Tanya Dorff, MD
Several recent trials have supported the use of chemotherapy in the frontline setting for patients with hormone-sensitive metastatic prostate cancer.
For example, in the phase III CHAARTED trial, the median overall survival was 57.6 months with the addition of docetaxel to androgen-deprivation therapy (ADT) versus 44 months with ADT alone (HR, 0.61; 95% CI, 0.47-0.80; P
<.001) in patients with metastatic, hormone-sensitive prostate cancer.
At the 2016 OncLive
State of the Science Summit on GU Cancer, Tanya Dorff, MD, an assistant professor of Clinical Medicine, Keck School of Medicine, University of Southern California, discussed developments in the upfront treatment of hormone-sensitive metastatic prostate cancer.
In an interview with OncLive
, Dorff highlighted the key points of her presentation, including the integration of chemotherapy into the frontline setting and the development of biomarkers to personalize treatment in this population.
OncLive: Can you provide an overview of your lecture at this State of the Science Summit?
: I discussed the role of chemotherapy in hormone-sensitive prostate cancer. This is largely based on the very exciting CHAARTED trial results that were presented at the 2014 ASCO Annual Meeting by Dr. Chris Sweeney. However, there are 2 other large randomized studies that have shed some light on this. We looked at those 3 trials and then some practical tips as to how to select patients for whom this is the right approach.
What are the big takeaways from those trials?
The big takeaway is that we always knew chemotherapy worked for prostate cancer, but we used it at the time of castration resistance—when hormone therapy was starting to fail. These trials show that using it early for a newly diagnosed patient with metastatic prostate cancer who is just starting out on hormone therapy actually creates an even bigger impact. However, there are some caveats. Chemotherapy has its toxicities and there may be certain groups of patients, particularly high-volume patients, for whom the benefit is much greater and worth any risk that comes with it.
The first study is CHAARTED, which was the intergroup trial of ADT alone or with 6 doses of docetaxel upfront. The second trial is the GETUG 14 study, which were similarly patients with metastatic prostate cancer receiving upfront hormone therapy alone or 9 cycles of docetaxel. The third study is STAMPEDE, which is a very large study—about 2000 patients and 4 arms— and was much more complicated. The standard of care was ADT with or without radiation therapy, and then 3 non-standard arms: one with zoledronic acid, one with docetaxel, and one with both. This is also a little bit of a different study because it wasn’t purely a metastatic population. There were some high-risk or locally advanced type patients in there.

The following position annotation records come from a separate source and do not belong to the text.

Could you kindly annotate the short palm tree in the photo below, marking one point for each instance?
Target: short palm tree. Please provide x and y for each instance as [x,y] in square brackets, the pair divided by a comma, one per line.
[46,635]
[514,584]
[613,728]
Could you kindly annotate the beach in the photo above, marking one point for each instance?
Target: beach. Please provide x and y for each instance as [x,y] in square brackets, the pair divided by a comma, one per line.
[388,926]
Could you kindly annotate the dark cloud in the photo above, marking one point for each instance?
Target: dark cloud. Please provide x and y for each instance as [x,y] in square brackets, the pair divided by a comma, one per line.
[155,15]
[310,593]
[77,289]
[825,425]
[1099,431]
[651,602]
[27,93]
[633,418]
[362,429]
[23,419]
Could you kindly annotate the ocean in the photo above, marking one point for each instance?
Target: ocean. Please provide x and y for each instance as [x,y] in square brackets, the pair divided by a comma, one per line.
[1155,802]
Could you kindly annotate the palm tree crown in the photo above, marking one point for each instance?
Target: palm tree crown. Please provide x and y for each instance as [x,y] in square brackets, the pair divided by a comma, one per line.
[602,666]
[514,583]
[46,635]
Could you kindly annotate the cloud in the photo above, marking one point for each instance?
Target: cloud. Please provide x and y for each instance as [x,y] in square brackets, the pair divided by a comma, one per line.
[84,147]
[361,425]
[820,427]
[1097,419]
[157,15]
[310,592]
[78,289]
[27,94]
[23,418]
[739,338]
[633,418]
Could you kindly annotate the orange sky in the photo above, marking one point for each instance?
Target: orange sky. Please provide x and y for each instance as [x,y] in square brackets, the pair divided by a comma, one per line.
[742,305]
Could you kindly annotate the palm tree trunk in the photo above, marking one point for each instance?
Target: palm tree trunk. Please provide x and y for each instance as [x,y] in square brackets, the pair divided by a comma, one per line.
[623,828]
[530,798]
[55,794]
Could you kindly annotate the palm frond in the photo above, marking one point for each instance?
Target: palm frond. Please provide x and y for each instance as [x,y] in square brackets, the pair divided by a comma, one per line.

What are some factors you consider to determine what therapy is best for patients?
The high-volume versus low-volume disease is a good stratifier. It is pretty clear that someone with just a few pelvic lymph nodes and just 1 or 2 bone metastases doesn’t stand to gain as much from intensifying therapy early on. Then, you have to look at your patient’s age, frailty, and comorbidity because there is significant toxicity that can occur with docetaxel. You do get febrile neutropenia. There were some deaths on some of these trials in the chemotherapy arms.
Typically, I talk to patients about the risks. I’ll assess their robustness. Most oncologists have a good eye for someone who is going to get through chemotherapy well versus not. There are also some formal tools that can be applied, especially in a geriatric population, which is a large part of our prostate cancer population. There are geriatric comprehensive assessments that might be able to help give a more objective or quantifiable reason why someone may or may not be a good candidate for chemotherapy. However, most of us are using a lot of our gut instinct on that.
For patients with hormone-sensitive prostate cancer, is there 1 approach that is best for most patients, or does it vary from individual to individual?
These studies that tested docetaxel upfront added to hormone therapy represent a selected population. We know that clinical trials don’t always reflect everyone who presents to an oncologist’s office. That being said, they did have broad inclusion criteria and the trials are broadly applicable. However, it doesn’t mean that every single patient needs docetaxel upfront.